Tags: surgery


Notes from another dimension!

By loweho
6
written 9/4/08 9:39 AM, published 9/4/08 9:40 AM

The normal routine after a surgery like mine is to give the patient a rest, wake him with drugs, remove the respirator, and put him on a CPAP mask. You have to breathe on the CPAP mask for 24 hours before they remove it. So the normal patient takes the surgery time plus 24 hours to get on his own. This process took 5 days for me.

My routine was more like this... drugs to wake up, take out the respirator, apply CPAP, start freaking out, blood pressure goes crazy, drugs for blood pressure, quit breathing, more drugs to knock you out, back on respirator. This went on for four days after the surgery. I almost made the 24 hours once. They tried different concoctions of drugs to try and help the transition. Barb said at one time they had 15 IV bags hanging off me. The only time they feared losing me was in one of the blood pressure/freaking out times my diastolic pressure was reading about 300 and the systolic number wouldn't show on their machine. They freaked out and Barb said when the doctor ran in his mouth dropped and his eyes bugged out and he started yelling to inject this and inject that and finally got me down again. She said she could tell he was scared and so was she. I would have liked to see that. Finally, they gave up and I went back into surgery to get a tracheotomy which would allow them to put me on and off the respirator easier but after it was installed I didn't have any other problems. I think I fought the CPAP cause it has a positive pressure you have to breathe against and it's like someone squeezing your chest while you're trying to breathe and I've always had a phobia about being smothered or drowned. I think that's why I fought it so hard.

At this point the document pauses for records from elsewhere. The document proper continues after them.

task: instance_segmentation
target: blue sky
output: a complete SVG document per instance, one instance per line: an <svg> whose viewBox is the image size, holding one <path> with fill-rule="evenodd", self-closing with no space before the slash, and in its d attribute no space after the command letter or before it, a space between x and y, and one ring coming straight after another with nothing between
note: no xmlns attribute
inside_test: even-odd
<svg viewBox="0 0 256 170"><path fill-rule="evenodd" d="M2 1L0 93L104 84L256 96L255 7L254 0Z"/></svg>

Because you can't talk during this whole procedure they have you write notes. Of course, in the up/down drugged state you're in the notes sometimes don't make sense plus you can't see the notepad so it's like writing blind. Some did, like "Wet my lips with h2o" or "Where's Barb at?" Then there's "I keep jumping dimensions". They must have asked me what I wrote cause I repeated it bigger "Jumping Dimensions". They kept all the notes for us but some still don't make sense.

They give you drugs to erase your short term memory and they work good cause I have very few memories of the 5 days. Only two visual memories, even though the whole family and some friends were there and in and out, I only remember seeing Barb once holding my hand and crying and I remember seeing Jaryd twice. He couldn't come into my glass house in ICU but they'd bring him to the glass and he'd say "Wuv you poppa" looking scared and slightly overwhelmed by it all. I can remember some pieces of the writing episodes but not much and don't remember any other people whether family, doctors, or nurses those first 5 days.

The times I was awake the treatment and care I received was super! Everyone from the doctors, the nurses, all the way up to the janitorial staff were very professional but also very compassionate and caring. I felt as if I was among friends. Also, since I sleep very little normally and almost never during the hospital stay, the doctors, nurses and janitors were all stopping by my room at all hours of the night to catch up on the Olympics.